Após os ataques terroristas de 11 de Setembro de 2001, o presidente George W. Bush emitiu a Ordem Executiva 13224 ao abrigo da IEEPA para bloquear os ativos de organizações terroristas.
A juntar a isto, há a necessidade que Trump sente de limitar a influência da China e de “castigar” a União Europeia, que ele considera ter-se aproveitado, durante anos, dos EUA.
Já em 2020, Trump usou extensivamente a IEEPA, sancionando mais de 3.700 entidades e invocando 11 declarações de emergência nacional (das 13 que declarou no total, durante o seu mandato 2017-21).
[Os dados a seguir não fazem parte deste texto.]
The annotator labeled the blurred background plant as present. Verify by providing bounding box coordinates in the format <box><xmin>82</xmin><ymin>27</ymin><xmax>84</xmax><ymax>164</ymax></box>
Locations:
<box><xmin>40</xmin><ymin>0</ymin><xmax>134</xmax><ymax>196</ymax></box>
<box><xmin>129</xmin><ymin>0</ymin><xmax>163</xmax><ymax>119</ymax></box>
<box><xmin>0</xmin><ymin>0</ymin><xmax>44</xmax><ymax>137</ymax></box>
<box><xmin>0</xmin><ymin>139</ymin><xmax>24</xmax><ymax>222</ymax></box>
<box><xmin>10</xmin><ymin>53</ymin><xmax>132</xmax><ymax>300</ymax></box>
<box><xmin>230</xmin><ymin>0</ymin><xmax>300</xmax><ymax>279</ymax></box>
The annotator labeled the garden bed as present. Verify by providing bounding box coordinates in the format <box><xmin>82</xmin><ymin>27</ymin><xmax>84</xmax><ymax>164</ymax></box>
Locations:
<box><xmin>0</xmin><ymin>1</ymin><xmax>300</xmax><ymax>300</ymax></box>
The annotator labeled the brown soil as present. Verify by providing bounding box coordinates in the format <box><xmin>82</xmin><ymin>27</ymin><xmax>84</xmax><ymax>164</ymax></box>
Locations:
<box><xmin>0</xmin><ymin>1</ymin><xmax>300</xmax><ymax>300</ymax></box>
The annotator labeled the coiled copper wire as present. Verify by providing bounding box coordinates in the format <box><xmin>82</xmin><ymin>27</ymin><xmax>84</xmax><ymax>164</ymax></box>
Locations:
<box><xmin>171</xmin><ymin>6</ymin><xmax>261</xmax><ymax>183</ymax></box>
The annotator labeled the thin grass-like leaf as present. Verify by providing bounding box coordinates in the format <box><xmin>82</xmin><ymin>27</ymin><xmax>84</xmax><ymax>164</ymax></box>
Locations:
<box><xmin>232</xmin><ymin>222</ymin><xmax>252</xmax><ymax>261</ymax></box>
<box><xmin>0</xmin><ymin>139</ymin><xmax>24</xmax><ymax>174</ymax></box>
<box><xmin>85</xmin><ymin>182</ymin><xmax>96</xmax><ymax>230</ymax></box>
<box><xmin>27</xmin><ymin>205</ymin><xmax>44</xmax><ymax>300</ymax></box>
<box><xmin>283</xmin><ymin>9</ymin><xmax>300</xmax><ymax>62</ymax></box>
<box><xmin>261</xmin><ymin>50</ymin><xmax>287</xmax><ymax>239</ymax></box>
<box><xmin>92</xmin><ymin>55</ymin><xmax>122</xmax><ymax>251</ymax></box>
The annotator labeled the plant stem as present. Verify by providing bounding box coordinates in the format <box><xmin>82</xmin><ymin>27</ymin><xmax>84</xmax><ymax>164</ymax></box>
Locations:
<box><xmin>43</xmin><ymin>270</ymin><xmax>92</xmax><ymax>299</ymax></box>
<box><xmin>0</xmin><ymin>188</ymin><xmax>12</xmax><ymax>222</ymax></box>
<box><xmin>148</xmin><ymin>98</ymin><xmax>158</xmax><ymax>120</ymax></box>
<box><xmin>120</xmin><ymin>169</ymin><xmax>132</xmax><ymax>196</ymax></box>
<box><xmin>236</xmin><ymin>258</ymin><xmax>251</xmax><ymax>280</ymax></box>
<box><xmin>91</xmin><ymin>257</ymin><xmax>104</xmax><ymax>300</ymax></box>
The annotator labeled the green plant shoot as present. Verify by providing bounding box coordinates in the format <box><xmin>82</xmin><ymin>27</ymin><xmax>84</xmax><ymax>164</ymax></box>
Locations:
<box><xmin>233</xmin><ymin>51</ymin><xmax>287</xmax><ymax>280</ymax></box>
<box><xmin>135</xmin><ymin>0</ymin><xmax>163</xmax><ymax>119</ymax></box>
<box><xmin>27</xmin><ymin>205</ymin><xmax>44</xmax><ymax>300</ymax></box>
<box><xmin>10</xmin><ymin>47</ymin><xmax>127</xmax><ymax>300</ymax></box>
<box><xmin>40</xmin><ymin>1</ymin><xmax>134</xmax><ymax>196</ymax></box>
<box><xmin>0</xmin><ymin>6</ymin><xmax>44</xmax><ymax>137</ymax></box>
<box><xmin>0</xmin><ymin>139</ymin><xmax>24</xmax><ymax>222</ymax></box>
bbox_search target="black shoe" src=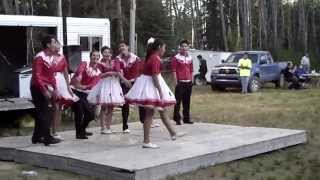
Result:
[43,137,61,146]
[76,135,89,139]
[86,131,93,136]
[31,137,44,144]
[183,121,194,124]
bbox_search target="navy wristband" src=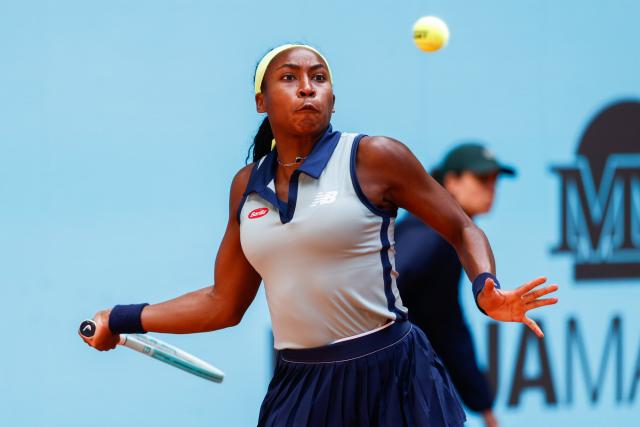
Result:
[109,303,149,334]
[473,273,500,315]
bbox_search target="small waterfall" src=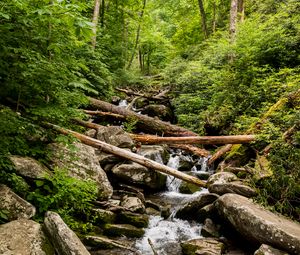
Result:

Trump também usou ou ameaçou usar os seus poderes de maneiras não convencionais e sem precedentes (incluindo acções executivas, utilizando poderes ao abrigo da lei, o que provocou desafios legais – por exemplo: remoção das plataformas sociais TikTok e WeChat das lojas EUA).
Alguns analistas dizem que muitas das medidas que Trump tem tomado, e outras que pretende pôr na prática, atentam contra a Primeira Emenda da Carta dos Direitos dos Estados Unidos ou Declaração dos Direitos dos Cidadãos dos Estados Unidos (United States Bill of Rights), que são as dez primeiras emendas à Constituição dos Estados Unidos, adoptada em 15 de Dezembro de 1791, que impedem o Congresso de: proibir o livre exercício da religião; limitar a liberdade de expressão; limitar a liberdade de imprensa; limitar o direito de livre associação pacífica; limitar o direito de fazer petições ao governo com o intuito de reparar agravos e estabelecer uma religião oficial ou dar preferência a uma dada religião.
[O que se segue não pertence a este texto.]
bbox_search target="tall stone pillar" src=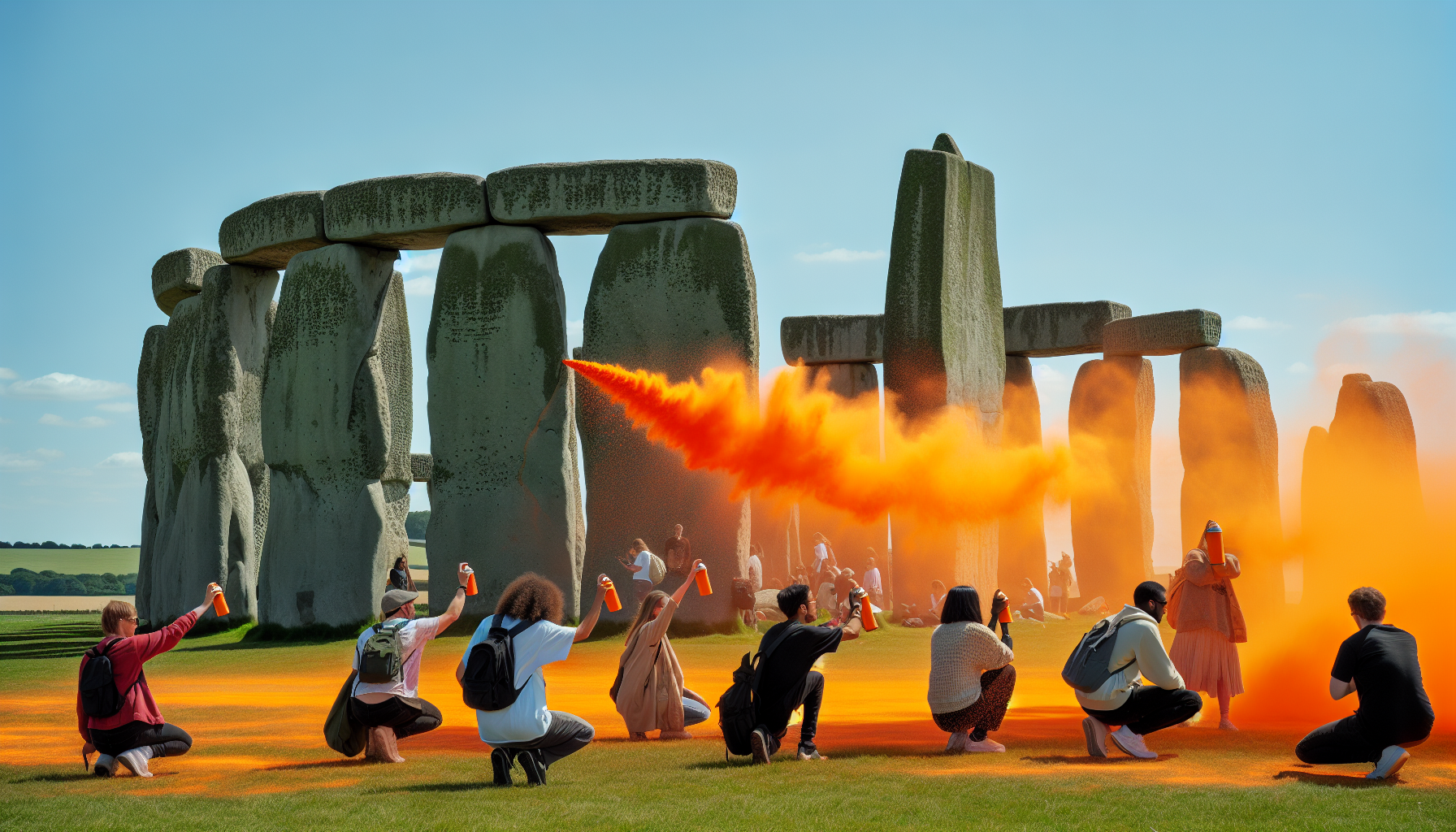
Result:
[884,134,1006,604]
[1068,356,1153,609]
[259,243,412,626]
[1178,347,1285,609]
[577,219,759,626]
[425,226,582,617]
[998,356,1048,603]
[150,265,278,624]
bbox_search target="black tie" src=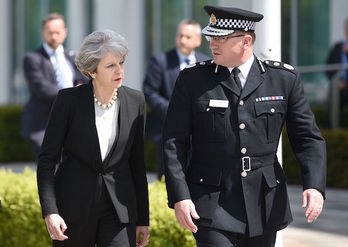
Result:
[232,67,242,90]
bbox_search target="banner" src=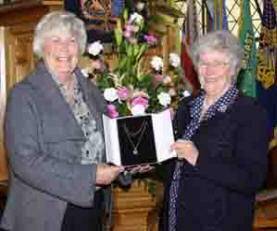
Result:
[206,0,228,31]
[181,0,200,91]
[237,0,257,98]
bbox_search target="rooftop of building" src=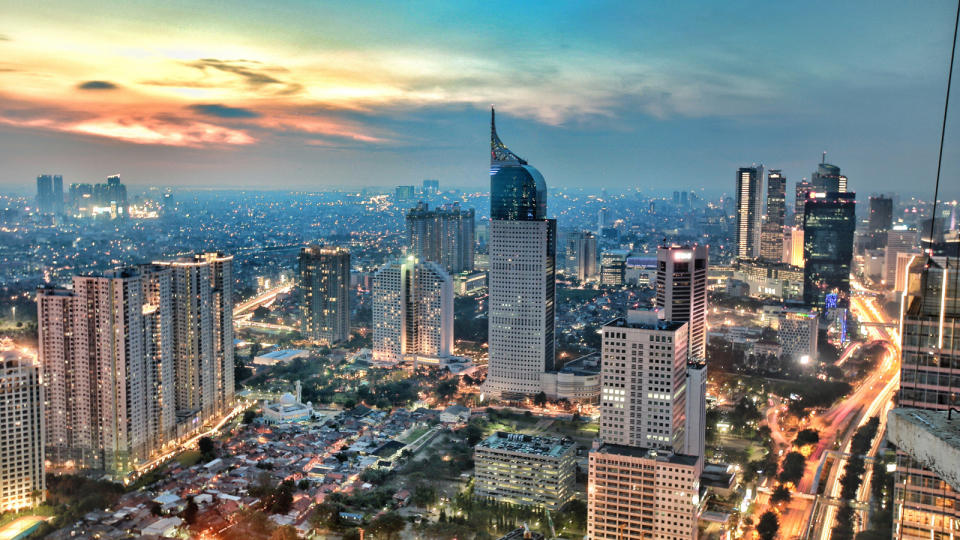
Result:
[594,443,700,467]
[603,310,686,332]
[477,431,574,457]
[887,407,960,490]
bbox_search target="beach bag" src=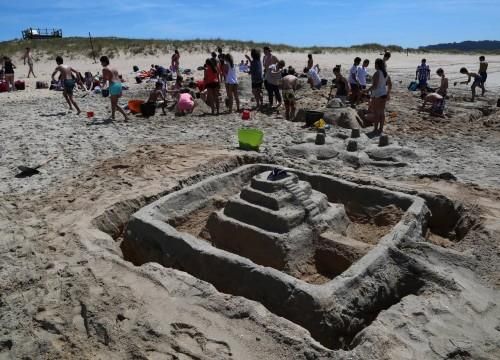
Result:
[14,80,26,90]
[0,80,9,92]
Dizem, também, que o que o presidente pretende é beneficiar os amigos e prejudicar os inimigos.
Sejam quais forem as razões, o facto é que a política de tarifas que está a ser utilizada, a expulsão de migrantes e a limitação da liberdade de exprimir opiniões contrárias ao poder, para além de outros efeitos negativos, tem feito tremer a economia americana com a queda dos principais indicadores dos movimentos do mercado americano como o índice Dow Jones Industrial Average (DJIA), o Nasdaq Composite e o S&P 500. Para não falar das manifestações de protesto nas ruas das principais cidades do país.